Examples of incomplete and wrong 2D poses estimated on a frame from Salsa [3] using the tool OpenPose [7].

Fig. 2.
figure 2

Effect of complete and incomplete 2D poses on bottom-up 3D pose estimation (3D poses estimated using [27]). A complete 2D pose (a) leads to the estimation of a plausible 3D pose (b), while an incomplete 2D pose (c) (with missing arms) leads to a wrong 3D pose estimation (d).

2 Related Work

Pose Estimation. For many years, human pose estimation algorithms focused on single person pose estimation (SPPE). Recently, interest has shifted to “in the wild” multi-person pose estimation (MPPE), which presents a different set of challenges, including detecting an unknown number of people, possibly highly dense scenarios with severe occlusions and complex body interactions. In this work, given that we focus on multi-person scenarios, we mainly review previous MPPE works. These approaches can be categorized into two families: top-down and bottom-up approaches [7].

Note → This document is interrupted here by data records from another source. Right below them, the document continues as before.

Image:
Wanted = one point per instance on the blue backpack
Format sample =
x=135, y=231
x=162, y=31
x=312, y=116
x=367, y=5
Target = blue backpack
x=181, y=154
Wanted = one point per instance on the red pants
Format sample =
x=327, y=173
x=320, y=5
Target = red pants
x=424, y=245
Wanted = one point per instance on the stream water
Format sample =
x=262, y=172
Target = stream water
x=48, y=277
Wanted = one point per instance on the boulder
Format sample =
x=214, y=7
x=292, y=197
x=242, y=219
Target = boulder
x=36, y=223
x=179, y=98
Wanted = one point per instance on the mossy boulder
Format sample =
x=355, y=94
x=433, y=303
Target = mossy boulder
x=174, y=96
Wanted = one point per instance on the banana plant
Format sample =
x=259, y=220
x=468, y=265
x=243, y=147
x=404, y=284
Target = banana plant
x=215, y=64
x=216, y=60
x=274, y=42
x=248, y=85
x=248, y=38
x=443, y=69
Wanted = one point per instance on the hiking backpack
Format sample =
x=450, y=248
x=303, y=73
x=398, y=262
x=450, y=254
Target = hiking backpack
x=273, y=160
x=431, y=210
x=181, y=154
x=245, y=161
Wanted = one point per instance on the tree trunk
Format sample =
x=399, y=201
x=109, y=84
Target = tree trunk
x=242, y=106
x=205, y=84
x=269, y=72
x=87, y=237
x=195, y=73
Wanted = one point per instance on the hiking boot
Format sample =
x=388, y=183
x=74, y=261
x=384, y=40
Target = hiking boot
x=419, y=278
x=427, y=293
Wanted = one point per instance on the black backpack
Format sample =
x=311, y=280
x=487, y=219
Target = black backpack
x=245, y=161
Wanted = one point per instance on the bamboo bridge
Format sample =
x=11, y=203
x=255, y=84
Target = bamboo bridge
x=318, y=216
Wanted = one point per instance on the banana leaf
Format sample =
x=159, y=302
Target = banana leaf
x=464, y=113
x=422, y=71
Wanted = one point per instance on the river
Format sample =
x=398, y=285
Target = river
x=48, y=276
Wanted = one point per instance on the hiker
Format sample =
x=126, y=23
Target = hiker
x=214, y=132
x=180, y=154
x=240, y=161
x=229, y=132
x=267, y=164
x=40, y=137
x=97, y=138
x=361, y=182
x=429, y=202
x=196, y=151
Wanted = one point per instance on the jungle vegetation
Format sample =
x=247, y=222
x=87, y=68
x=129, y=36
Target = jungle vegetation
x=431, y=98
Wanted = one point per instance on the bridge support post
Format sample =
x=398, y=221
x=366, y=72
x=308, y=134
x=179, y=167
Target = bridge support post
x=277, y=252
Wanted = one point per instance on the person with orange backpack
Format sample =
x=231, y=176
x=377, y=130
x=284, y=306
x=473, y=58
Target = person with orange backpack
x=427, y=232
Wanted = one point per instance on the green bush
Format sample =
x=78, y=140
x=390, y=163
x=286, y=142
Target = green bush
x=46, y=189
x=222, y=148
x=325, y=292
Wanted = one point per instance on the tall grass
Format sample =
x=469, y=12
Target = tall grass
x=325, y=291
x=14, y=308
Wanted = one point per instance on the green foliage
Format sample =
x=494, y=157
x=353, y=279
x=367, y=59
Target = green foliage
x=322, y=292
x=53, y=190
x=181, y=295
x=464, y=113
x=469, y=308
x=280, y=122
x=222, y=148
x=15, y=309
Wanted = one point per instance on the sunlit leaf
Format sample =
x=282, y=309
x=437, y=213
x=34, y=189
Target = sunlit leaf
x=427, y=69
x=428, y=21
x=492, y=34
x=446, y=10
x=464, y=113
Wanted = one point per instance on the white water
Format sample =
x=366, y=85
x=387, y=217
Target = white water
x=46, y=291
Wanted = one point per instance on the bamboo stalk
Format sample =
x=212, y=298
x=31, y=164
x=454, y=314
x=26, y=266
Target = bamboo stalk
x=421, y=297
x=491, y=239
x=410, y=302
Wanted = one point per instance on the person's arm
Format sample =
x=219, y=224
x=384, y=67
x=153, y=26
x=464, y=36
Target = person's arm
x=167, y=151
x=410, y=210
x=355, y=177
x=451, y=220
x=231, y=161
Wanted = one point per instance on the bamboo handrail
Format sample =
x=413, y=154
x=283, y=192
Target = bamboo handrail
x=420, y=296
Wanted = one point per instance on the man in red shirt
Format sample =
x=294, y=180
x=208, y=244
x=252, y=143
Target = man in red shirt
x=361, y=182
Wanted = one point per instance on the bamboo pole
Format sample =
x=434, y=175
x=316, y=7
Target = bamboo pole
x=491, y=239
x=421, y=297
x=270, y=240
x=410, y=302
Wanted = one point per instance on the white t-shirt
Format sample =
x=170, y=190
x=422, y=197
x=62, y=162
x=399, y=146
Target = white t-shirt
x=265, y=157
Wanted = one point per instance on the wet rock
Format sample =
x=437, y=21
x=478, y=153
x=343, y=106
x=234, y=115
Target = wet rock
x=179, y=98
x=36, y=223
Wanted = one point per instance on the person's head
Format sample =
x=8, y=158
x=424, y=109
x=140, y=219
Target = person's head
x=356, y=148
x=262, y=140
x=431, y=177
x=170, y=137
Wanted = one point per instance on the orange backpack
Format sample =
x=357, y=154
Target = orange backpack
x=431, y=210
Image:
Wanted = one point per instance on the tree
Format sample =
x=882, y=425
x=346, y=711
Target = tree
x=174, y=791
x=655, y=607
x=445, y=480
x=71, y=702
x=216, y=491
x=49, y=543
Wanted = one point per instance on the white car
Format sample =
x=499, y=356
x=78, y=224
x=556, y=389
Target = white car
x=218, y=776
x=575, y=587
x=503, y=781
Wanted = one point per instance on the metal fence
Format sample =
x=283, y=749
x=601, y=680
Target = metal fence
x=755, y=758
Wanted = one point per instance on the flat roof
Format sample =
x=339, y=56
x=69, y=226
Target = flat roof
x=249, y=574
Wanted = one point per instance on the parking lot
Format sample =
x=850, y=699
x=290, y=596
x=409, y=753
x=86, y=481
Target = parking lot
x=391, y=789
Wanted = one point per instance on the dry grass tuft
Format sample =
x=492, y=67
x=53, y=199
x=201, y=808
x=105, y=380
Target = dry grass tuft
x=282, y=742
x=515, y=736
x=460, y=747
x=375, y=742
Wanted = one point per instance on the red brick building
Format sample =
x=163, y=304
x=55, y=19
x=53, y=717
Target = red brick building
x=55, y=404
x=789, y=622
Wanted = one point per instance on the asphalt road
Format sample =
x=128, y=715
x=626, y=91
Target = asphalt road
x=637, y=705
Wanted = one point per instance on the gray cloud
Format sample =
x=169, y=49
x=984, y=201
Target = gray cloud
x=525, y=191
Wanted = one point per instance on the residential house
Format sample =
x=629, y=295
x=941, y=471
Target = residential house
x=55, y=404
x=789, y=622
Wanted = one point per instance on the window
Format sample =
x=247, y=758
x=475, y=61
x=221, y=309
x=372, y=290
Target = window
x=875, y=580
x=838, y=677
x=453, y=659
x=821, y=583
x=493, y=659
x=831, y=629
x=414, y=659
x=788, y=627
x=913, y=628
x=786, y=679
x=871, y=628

Top-down approaches require person detectors on the whole image and use SPPE algorithms to infer poses on the single detections. Having a body centered in the input image is a strong prior that enables SPPE algorithms to use both local and global information for the final predictions [22], resulting in robust predictions. Unfortunately, one of the biggest disadvantages of these approaches is that the final predictions are heavily influenced by the initial person detector results, which, in very crowded scenarios, can lead to poor detections, bounding boxes not centered on a single person or that cut parts of the body. Iqbal and Gall [15] use Faster R-CNN [25] as person detector, and a convolutional pose machine [32] as an SPPE algorithm to generate candidate joints. The resulting bounding boxes might show multiple people; thus, in order to associate each joint to the correct person and remove the wrong candidates, inference is performed locally on a fully connected graph for each person using integer linear programming. Fang et al. [10] tackle the problems of bounding box error, i.e. bounding boxes which are not perfectly centered on a person, and of redundant detections, i.e. when multiple bounding boxes are generated for a single person. The problem of the bounding box error is attenuated by a network which generates higher quality bounding boxes from existing ones, based on spatial transformer networks [16]. Finally, poses generated by redundant detections are merged into a single, most confident one by using a novel technique called parametric pose non-maximum suppression. Chen et al. [8] focus on detecting “hard to predict” joints, i.e. joints which are occluded, invisible or in front of complex backgrounds. They devise a two stage network, where, during training, the first stage predicts the visible joints, while the second stage focuses on the hard joints by selecting the top M losses and backpropagating only their gradient.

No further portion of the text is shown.